Chiral amino acid- and amino alcohol-oxalamides are well-known as versatile and efficient gelators of various lipophilic and polar organic solvents and water. To further explore the capacity of the amino acid/oxalamide structural fragment as a gelation-generating motif, the dioxalamide dimethyl esters 1(6)Me and 1(9)Me, and dicarboxylic acid 2(6)OH/2(9)OH derivatives containing flexible methylene bridges with odd (9; n=7) and even (6; n=4) numbers of methylene groups were prepared. Their self-assembly motifs and gelation properties were studied by using a number of methods (FTIR, (1)H NMR spectroscopy, CD, TEM, DSC, XRPD, molecular modeling, MMFF94, and DFT).
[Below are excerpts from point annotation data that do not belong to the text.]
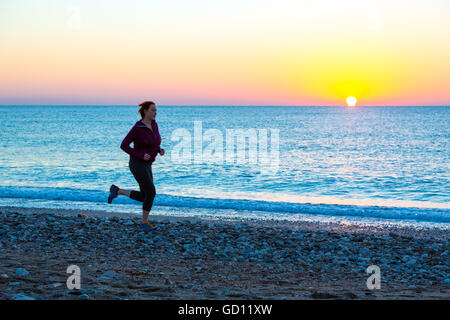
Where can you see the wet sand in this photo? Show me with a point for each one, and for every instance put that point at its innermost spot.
(193, 258)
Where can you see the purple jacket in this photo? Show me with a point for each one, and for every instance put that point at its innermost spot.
(144, 141)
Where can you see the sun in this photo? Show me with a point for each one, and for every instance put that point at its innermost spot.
(351, 101)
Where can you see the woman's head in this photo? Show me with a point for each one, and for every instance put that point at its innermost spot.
(147, 110)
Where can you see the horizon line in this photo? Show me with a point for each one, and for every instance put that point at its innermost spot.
(219, 105)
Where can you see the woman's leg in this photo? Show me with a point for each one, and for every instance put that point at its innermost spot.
(143, 174)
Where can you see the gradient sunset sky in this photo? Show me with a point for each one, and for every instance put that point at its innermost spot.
(225, 52)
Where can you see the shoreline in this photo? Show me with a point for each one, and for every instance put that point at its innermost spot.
(202, 258)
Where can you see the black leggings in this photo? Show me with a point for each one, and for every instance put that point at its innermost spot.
(142, 172)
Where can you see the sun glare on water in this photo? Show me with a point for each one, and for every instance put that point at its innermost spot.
(351, 101)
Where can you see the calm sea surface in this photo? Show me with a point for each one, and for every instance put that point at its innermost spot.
(379, 163)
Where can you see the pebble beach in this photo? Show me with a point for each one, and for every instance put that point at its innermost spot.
(193, 258)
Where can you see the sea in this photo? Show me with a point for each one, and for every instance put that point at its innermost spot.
(362, 165)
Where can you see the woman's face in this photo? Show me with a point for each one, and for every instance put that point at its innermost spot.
(150, 113)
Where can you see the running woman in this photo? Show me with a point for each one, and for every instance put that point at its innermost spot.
(146, 145)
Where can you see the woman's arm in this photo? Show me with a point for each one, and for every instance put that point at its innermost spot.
(125, 145)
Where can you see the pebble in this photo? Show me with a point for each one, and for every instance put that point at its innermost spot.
(21, 272)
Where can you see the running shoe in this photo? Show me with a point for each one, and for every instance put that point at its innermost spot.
(147, 226)
(113, 193)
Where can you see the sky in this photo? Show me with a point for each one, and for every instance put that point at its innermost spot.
(234, 52)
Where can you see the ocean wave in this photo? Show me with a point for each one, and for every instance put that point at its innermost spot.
(383, 212)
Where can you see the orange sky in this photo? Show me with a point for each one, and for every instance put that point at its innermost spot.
(220, 53)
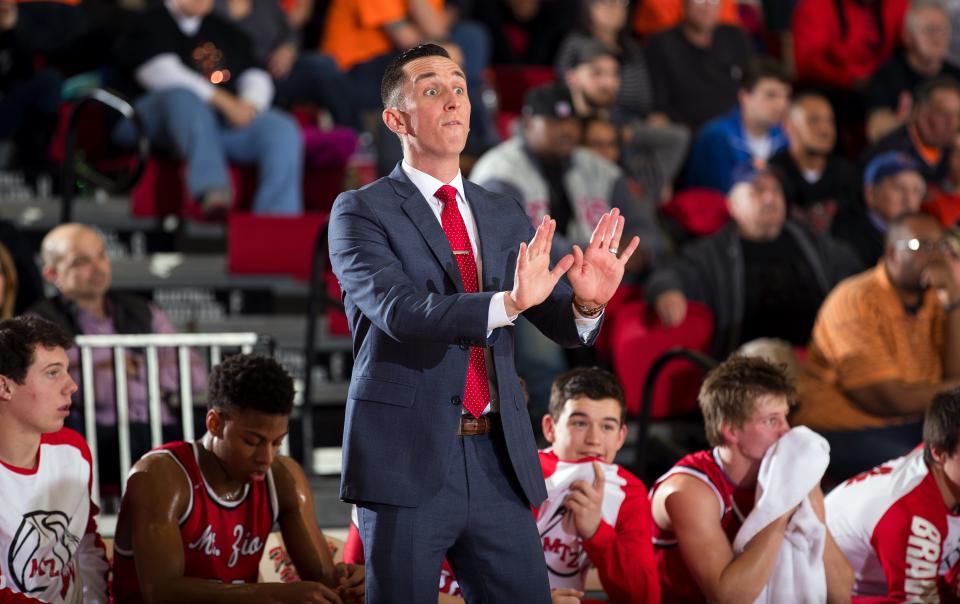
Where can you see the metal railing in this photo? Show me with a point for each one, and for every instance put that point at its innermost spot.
(698, 359)
(74, 167)
(150, 343)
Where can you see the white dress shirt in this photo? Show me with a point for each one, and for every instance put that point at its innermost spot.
(497, 311)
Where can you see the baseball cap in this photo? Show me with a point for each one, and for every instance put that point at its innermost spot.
(888, 164)
(749, 172)
(585, 50)
(552, 100)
In contrast to the previously studied chiral bis(amino acid or amino alcohol) oxalamide gelators, in which no chiral morphology was ever observed in the gels, the conformationally more flexible 1(6)Me, 1(9)Me, 2(6)OH, and 2(9)OH provide gelators that are capable of forming diverse aggregates of achiral and chiral morphologies, such as helical fibers, twisted tapes, nanotubules, straight fibers, and tapes, in some cases coexisting in the same gel sample. It is shown that the differential scanning calorimetry (DSC)-determined gelation enthalpies could not be correlated with gelator and solvent clogP values. Spectroscopic results show that intermolecular hydrogen-bonding between the oxalamide units provides the major and self-assembly directing intermolecular interaction in the aggregates. Molecular modeling studies reveal that molecular flexibility of gelators due to the presence of the polymethylene bridges gives three conformations (zz, p1, and p2) close in energy, which could form oxalamide hydrogen-bonded layers. The aggregates of the p1 and p2 conformations tend to twist due to steric repulsion between neighboring iBu groups at chiral centers. The X-ray powder diffraction (XRPD) results of 1(6)Me and 1(9)Me, xerogels prove the formation of p1 and p2 gel aggregates, respectively. The latter results explain the formation of gel aggregates with chiral morphology and also the simultaneous presence of aggregates of diverse morphology in the same gel system.